How do you calculate the concentration of iodate ions in a saturated solution of lead (II) iodate, #Pb(IO_3)_2#? The #K_(sp) = 2.6 xx 10^(-13)#?

1 Answer
Jun 30, 2017

#["IO"_3^(-)] = 8.0 * 10^(-5)# #"M"#

Explanation:

The idea here is that lead(II) iodate is considered insoluble in water, so right from the start, you should expect to find a very low concentration of iodate anions, #"IO"_3^(-)#, in a saturated solution of lead(II) iodate.

The dissociation equilibrium that describes the dissociation of lead(II) iodate looks like this

#"Pb"("IO"_ 3)_ (2(s)) rightleftharpoons "Pb"_ ((aq))^(2+) + color(red)(2)"IO"_ (3(aq))^(-)#

Notice that every mole of lead(II) iodate that dissociates produces #1# mole of lead(II) cations and #color(red)(2)# moles of iodate anions in solution.

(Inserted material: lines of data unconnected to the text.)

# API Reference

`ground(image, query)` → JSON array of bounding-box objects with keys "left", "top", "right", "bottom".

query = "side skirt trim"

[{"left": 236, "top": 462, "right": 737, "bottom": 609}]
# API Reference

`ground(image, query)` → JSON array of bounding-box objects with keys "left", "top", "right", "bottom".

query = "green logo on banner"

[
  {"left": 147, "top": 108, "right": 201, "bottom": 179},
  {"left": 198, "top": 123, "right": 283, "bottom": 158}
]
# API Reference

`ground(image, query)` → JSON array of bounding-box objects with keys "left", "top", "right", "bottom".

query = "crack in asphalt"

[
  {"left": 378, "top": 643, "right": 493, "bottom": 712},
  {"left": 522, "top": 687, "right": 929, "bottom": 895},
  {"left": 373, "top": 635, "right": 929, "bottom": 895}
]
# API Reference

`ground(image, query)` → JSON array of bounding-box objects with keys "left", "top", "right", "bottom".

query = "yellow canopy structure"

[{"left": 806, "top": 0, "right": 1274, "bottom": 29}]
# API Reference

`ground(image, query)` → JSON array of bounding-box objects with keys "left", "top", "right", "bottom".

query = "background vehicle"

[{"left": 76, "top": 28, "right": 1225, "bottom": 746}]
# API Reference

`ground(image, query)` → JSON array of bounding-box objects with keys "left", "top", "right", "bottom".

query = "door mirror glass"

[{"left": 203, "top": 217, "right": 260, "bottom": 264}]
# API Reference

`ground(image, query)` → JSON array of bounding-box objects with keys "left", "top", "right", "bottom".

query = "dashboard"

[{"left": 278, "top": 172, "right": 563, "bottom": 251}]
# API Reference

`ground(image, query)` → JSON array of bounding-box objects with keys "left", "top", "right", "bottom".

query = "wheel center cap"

This means that, at equilibrium, a saturated solution of lead(II) iodate will have

#["IO"_3^(-)] = color(red)(2) * ["Pb"^(2+)]#

Now, the solubility product constant for this dissociation equilibrium looks like this

#K_(sp) = ["Pb"^(2+)] * ["IO"_3^(-)]^color(red)(2)#

If you take #s# to be the concentration of lead(II) cations in the solution, i.e. the molar solubility of the salt, you can say that you have

#K_(sp) = s * (color(red)(2)s)^color(red)(2)#

which is equivalent to

#2.6 * 10^(-13) = 4s^3#

Rearrange to solve for #s#

#s = root(3)( (2.6 * 10^(-13))/4) = 4.02 * 10^(-5)#

This means that a saturated solution of lead(II) iodate will have

#["Pb"^(2+)] = 4.02 * 10^(-5)# #"M"#

and

#["IO"_3^(-)] = color(red)(2) * 4.02 * 10^(-5)color(white)(.)"M" = color(darkgreen)(ul(color(black)(8.0 * 10^(-5)color(white)(.)"M")))#

I'll leave the answer rounded to two sig figs.